Much Love, BJP: Examining Gender and War through Interactive Fiction is a very short Twine piece by Megan Stevens.
A brief look at the life of a fictional war correspondent. “Much Love: BJP” was showcased to a limited audience at the Hope College Celebration for Undergraduate Research.
Review after the cut.
Much Love, BJP gives snapshots of a journalist’s career and personal life. Though the character, Bany Polzin, is fictional, she was inspired by the real-life Marie Colvin. Colvin’s life story is moving and admirable, and Much Love is likewise thought-provoking. The writing, a journalistic style itself, is direct and evocative. Photographs from real news articles add atmosphere.
As with some other Twine pieces I’ve seen, though, I don’t think Much Love, BJP is a strong representative for interactive fiction. Although the reader has some choices about the order in which to read the pieces of the story, this doesn’t have any effect on the ending or what leads to it. Moreover, the pieces do seem to have been written with the intention of the reader encountering them in order. I wasn’t just given the impression that my decisions weren’t important – I actually felt like I’d made a slightly wrong decision by reading the pieces out of order.

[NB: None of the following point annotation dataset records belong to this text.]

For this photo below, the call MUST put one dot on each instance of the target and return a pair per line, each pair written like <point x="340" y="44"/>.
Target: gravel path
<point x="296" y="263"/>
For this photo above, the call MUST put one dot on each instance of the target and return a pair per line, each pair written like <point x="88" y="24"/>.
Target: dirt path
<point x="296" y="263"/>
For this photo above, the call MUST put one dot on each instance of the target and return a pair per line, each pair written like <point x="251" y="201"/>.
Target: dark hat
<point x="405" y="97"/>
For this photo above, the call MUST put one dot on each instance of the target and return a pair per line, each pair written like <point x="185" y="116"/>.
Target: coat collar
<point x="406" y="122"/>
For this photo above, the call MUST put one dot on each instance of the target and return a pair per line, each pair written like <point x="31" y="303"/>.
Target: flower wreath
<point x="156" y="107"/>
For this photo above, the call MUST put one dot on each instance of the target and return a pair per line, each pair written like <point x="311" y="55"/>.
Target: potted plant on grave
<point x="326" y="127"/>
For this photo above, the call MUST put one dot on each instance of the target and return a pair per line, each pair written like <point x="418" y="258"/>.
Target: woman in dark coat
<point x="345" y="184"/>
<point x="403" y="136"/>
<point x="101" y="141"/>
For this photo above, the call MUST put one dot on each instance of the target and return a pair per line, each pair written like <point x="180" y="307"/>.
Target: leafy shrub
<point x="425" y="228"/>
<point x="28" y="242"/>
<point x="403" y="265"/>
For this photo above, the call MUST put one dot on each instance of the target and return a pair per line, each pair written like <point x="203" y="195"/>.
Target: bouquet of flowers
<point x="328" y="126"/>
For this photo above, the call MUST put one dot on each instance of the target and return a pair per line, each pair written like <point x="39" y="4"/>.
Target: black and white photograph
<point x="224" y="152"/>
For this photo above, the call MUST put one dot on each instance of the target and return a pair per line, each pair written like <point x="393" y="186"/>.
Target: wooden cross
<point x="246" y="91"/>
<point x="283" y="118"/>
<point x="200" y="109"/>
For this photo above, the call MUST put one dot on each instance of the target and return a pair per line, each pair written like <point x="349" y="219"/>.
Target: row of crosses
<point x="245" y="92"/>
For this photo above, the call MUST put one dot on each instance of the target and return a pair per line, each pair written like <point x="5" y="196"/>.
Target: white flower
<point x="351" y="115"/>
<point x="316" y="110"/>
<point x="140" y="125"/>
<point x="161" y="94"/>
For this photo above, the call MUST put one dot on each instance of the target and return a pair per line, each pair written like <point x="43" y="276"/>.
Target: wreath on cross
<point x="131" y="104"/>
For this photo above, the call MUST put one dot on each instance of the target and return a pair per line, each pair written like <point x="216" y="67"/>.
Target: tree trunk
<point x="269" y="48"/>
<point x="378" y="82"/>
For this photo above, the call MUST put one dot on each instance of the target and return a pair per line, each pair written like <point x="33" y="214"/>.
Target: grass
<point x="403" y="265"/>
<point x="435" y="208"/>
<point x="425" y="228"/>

I also find myself wondering about that subtitle: “Examining Gender and War Through Interactive Fiction.” The story touches on a few issues around gender, most notably women’s rights and rape as a war crime but also Polzin being criticized for her decisions around career and her family. However, I wouldn’t say any of these topics are deeply examined. A longer, more meaningfully interactive exploration of these issues could have been very powerful.
Finally and unfortunately, there are a few typos, which I am less forgiving of in such a short piece.
Final verdict: Much Love, BJP is short enough, and about an interesting enough topic, to make it worth the few minutes it will take to read it. It is not especially interactive, however.